Kim Yon-ja (born January 25, 1959) is a South Korean singer. She is considered a pioneer of Korean music abroad, having launched a successful career in Japan in the 1980s, where she is known as "the empress of enka."

== Biography ==
The daughter of a barber in Gwangju, Kim was encouraged by her father to follow her passion for music and, on her way to Seoul, won the TBC National Song Rookie Star Show in 1974, debuting that same year under Oasis Records with the song Tell Me composed by Kim Hak-song. Three years later she moved to Japan, but did not find success and returned to her homeland. She rose to prominence in 1981 with the album Bouquet of Songs, which sold 3.6 million copies, which was followed by the hit songs Is It Really in 1982 and Mercury Lamp in 1984. By the mid-1980s she had performed in the United States, Canada, and Europe.[5] In 1988, Kim moved with her husband Kim Ho-sik, a Korean-Japanese businessman, to Tokyo.
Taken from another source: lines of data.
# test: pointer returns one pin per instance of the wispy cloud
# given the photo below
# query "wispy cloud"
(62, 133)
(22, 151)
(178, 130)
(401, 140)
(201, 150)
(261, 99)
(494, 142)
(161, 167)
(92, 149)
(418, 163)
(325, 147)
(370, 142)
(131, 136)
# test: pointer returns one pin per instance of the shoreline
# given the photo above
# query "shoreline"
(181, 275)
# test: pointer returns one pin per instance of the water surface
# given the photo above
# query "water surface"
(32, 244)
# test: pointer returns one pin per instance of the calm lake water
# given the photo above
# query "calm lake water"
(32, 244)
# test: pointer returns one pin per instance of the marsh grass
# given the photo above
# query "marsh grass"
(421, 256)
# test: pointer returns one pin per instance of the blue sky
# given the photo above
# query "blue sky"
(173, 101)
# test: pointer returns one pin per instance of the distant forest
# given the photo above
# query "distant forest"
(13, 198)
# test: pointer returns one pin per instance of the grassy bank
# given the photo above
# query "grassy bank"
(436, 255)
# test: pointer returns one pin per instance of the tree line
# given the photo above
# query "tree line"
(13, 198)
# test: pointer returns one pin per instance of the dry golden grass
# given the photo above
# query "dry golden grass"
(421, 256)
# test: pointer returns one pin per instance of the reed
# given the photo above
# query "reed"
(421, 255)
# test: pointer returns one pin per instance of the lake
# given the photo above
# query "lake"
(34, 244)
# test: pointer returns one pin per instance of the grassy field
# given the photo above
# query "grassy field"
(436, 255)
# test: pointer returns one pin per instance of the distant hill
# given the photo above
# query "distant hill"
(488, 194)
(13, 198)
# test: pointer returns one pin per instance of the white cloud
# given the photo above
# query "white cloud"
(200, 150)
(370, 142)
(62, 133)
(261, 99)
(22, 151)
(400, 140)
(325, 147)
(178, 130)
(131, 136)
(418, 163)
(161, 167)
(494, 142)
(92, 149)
After singing the song In the Land of the Morning at the closing ceremony of the 1984 Summer Olympics, she made a Japanese version of it, which got her career off the ground and was followed by numerous successful albums and invitations to perform abroad. In 1989, she performed in São Paulo and the following year on the island of Sakhalin in front of 10,000 people.

In the early 1990s, Kim released three to four albums a year, touring Japan and singing at charity events not only in the country, where she collected donations for victims of the 1993 Unzen volcano eruption and the Great Hanshin earthquake, but also in Korea. In April 2001, she performed in Pyongyang for Kim Il Sung's birth celebration.

Kim resided in Japan for nearly 30 years from 1982 to 2012, when she returned to her native South Korea at the end of her marriage.